Once a natural depression that was flooded during the monsoons, the area was converted into a permanent wetland and waterfowl refuge in the 18th century by the rulers of Bharatpur to provide game hunting, grazing for cattle and protecting Bharatpur from frequent floods. The very existence of the park, which dries up almost completely every summer, depends upon the release of water into the park from the Ajan bund, a reservoir constructed 250 years ago. The water in the reservoir, fed by the Banganga and Gambhir rivers, is regulated by a traditional system of canals and dykes.
The increasing droughts in the park since the '80s have been caused by uncontrolled use of the waters of Banganga and Gambhir rivers for irrigation. A proposal to bring additional water from the Chambal river should, therefore, be part of an integrated development programme for the area, Vijayan feels. She points out that wetlands like Koeladeo are "vulnerable because they are open systems influenced by activities from outside and also by the inadequacy of the support and participation of the local people".

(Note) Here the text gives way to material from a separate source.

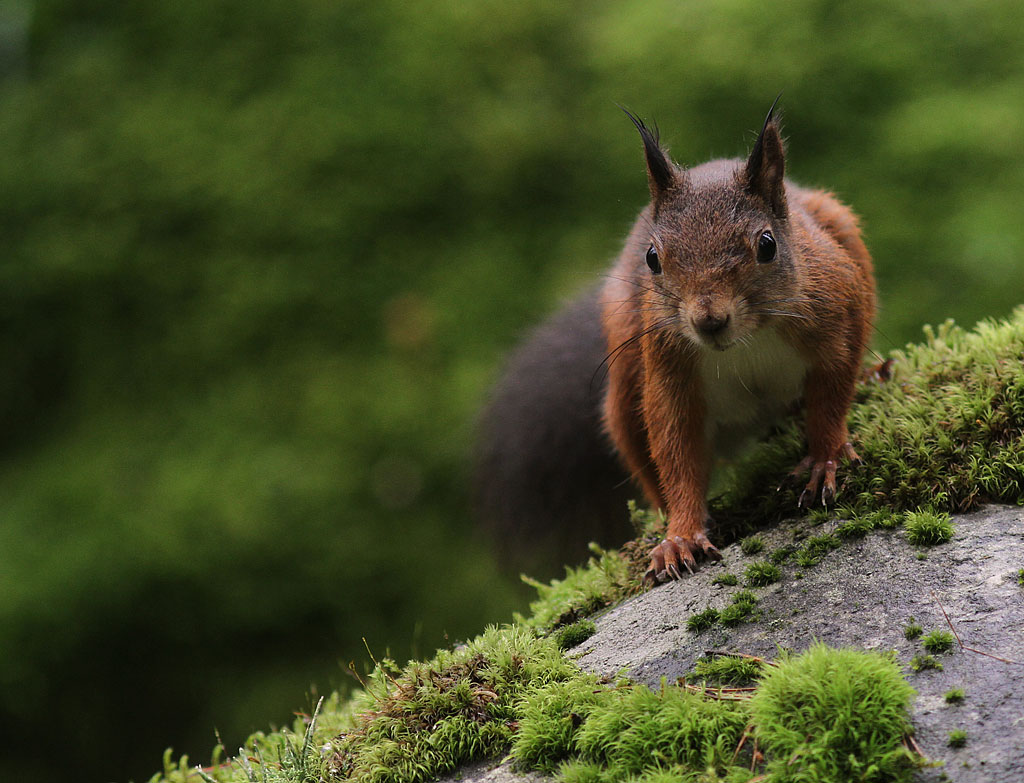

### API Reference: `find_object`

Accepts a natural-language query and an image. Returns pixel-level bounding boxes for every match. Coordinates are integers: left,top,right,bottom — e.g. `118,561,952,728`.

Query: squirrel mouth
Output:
696,334,734,352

Where the wetland management strategy could result in a catastrophic choking of the wetland, says Vijayan, is the ban on village buffaloes grazing inside the park. The park was meant to support neighbouring villages for whom the buffalo is the main economic support and who face a perennial scarcity of fodder. In the absence of cattle, the uncontrolled growth of vegetation has diminished the expanse of open water, making it an unsuitable habitat for waterfowl. Clearing the area by cutting, scraping and bulldozing have proved to be dismally inadequate, besides affecting the ecosystem adversely. Experts have recommended reintroducing a controlled number of cattle in the park.
Management or lack of it
Wetland ecosystem management is almost entirely absent in the case of the saline Sambhar Lake. Although honoured as a Ramsar Site in 1990, no environmentally-oriented study has been conducted on this forgotten wetland, located 60 km west of Jaipur. The WWF report on Sambhar is in fact the first of its kind. Not even the state government, comment authors Brij Gopal of Jawaharlal Nehru University in Delhi and K P Sharma of Jaipur University, is aware of the lake's importance to the area's ecosystem. It is regarded merely as a source of salt and not as rich ecosystem that needs to be conserved.

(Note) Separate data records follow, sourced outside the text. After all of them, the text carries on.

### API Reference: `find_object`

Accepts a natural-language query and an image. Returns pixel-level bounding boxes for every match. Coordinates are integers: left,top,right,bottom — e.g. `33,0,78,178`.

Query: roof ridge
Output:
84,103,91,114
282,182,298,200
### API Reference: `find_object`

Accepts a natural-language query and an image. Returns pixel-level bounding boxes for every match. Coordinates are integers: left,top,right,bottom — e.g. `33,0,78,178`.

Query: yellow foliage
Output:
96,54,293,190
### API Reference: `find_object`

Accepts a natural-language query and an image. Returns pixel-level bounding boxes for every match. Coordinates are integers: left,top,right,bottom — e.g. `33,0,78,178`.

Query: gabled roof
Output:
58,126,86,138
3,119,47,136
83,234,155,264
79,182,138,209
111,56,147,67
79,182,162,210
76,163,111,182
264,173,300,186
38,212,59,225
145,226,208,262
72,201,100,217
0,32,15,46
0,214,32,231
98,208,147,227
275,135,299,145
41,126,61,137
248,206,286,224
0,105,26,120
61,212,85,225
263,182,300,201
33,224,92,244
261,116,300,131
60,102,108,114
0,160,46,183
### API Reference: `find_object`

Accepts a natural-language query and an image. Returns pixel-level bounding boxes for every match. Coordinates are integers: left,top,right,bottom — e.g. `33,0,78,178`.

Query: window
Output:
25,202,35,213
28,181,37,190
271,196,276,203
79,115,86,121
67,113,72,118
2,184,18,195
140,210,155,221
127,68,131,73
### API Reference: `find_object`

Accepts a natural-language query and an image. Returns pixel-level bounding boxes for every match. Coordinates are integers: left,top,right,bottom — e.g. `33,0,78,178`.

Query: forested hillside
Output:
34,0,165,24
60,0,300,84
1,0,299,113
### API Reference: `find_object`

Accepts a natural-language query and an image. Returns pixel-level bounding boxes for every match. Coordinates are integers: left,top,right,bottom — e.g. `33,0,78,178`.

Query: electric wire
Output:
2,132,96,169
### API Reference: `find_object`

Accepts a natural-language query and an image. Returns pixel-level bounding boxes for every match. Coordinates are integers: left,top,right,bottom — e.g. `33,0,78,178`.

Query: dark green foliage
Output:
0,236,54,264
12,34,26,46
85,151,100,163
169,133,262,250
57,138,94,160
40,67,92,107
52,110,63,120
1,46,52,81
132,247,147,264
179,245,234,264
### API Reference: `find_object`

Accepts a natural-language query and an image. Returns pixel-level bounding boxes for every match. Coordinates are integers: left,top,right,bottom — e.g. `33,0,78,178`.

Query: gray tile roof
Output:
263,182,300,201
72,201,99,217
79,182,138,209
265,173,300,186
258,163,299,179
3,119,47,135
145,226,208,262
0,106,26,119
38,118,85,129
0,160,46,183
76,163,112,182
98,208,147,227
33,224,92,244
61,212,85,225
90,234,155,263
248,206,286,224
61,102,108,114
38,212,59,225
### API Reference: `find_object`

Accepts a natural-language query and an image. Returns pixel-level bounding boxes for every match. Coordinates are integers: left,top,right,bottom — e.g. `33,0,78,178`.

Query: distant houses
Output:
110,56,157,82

"There is no sustainable management strategy for the lake," says De Roy, even though this is urgently required with the growing human pressures in one of the few winter habitats of the flamingo. Already, small check-dams are being constructed all over the area. These could impede the flow of water, with its nutrients and organic matter, into the lake. While the production of salt itself has not affected the lake's ecosystem, the salt industry's efforts to suppress algal growth, the only food of the flamingos, is potentially threatening.

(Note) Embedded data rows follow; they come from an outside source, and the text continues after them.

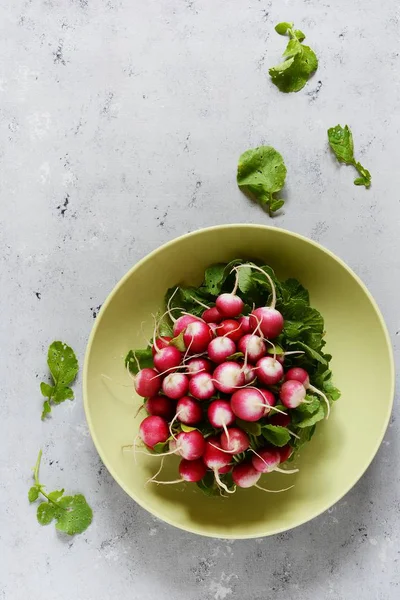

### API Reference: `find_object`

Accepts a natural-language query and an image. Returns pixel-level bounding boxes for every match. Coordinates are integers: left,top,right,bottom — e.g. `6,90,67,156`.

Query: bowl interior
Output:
84,225,393,538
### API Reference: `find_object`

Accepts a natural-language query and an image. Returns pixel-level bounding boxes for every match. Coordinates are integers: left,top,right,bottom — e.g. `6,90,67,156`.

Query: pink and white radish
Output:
162,372,189,399
256,356,284,385
278,445,293,463
207,400,235,439
220,427,250,453
149,457,207,486
176,396,203,425
251,448,298,475
279,379,307,408
179,458,207,481
139,415,169,449
232,462,294,492
203,438,234,493
173,430,206,460
234,264,284,339
215,271,244,318
186,357,212,376
213,361,245,394
230,388,273,421
183,321,213,353
238,334,266,363
173,314,200,337
285,367,330,418
145,396,175,420
153,345,182,373
189,372,215,400
239,362,257,384
207,336,236,363
134,368,162,397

The development strategies for conservation and sustainable utilisation suggested by the reports are applicable to all important wetlands, says De Roy. These include a shift in emphasis from the government's resource exploitative strategy to ecological rehabilitation; taking into account the area's entire drainage system rather than treating the wetland in isolation; avoiding gross physical modifications; and incorporating traditional management practices.